Na Węgrzech wybrano prezydenta. Poprzedniczka odeszła w atmosferze skandalu
134 posłów Zgromadzenia Narodowego poparło kandydaturę Tamasa Sulyoka na prezydenta Węgier. Spośród 198 deputowanych tylko 5 było przeciwko, nikt się nie wstrzymał. Wybory zbojkotowała jednak spora część opozycji, która domagała się, by głowę państwa wybierali obywatele w głosowaniu bezpośrednim.
Tamas Sulyok nowym prezydentem Węgier
Kandydaturę Sulyoka wysunęła rządząca krajem koalicja Fidesz-KDNP. Posiada ona taką przewagę w parlamencie, że o wynik głosowania mogła być spokojna. Nowym prezydentem został dotychczasowy prezes Trybunału Konstytucyjnego. Krajowe media z upodobaniem cytowały w ostatnich godzinach jego wypowiedź z 2021 roku, kiedy to podkreślał, że nigdy w życiu nie interesował się polityką.
Tamas Sulyok urodził się w 1956 roku, a w 1980 ukończył studia na Wydziale Prawa i Nauk Politycznych Uniwersytetu Segedyńskiego. Dwa lata później został urzędnikiem w Sądzie Okręgowym w Csongrád-Csanád. Później pracował jako radca prawny do 19091 roku. Od 2000 do 2014 roku był honorowym konsulem Austrii.
Sulyok był także wykładowcą, jego specjalnością było prawo konstytucyjne na Wydziale Prawa Uniwersytetu w Segedynie. W 2013 r. uzyskał na tej tytuł doktora nauk prawnych. Zgromadzenie Narodowe wybrało go na członka Trybunału Konstytucyjnego w 2014 roku. Wiceprezesem TK został rok później, a prezesem w 2016 roku.
Katalin Nowak odchodzi w atmosferze skandalu
Prezydent Węgier w ostatnich dniach wzbudziła kontrowersje swoją decyzją o ułaskawieniu mężczyzny, uwikłanego w tuszowanie skandalu pedofilskiego.
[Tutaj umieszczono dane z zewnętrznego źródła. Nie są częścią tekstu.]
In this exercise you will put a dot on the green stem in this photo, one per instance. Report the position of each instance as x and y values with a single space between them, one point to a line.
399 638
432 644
Chodzi o byłego wicedyrektora domu dziecka w miejscowości Bicske na północy Węgier, którego skazano na trzy lata i cztery miesiące więzienia za pomoc w ukrywaniu przestępstw swojego szefa. Dyrektor domu dziecka otrzymał wyrok ośmiu lat pozbawienia wolności. Novak ułaskawiła też skrajnie prawicowego aktywistę, którego skazano za terroryzm.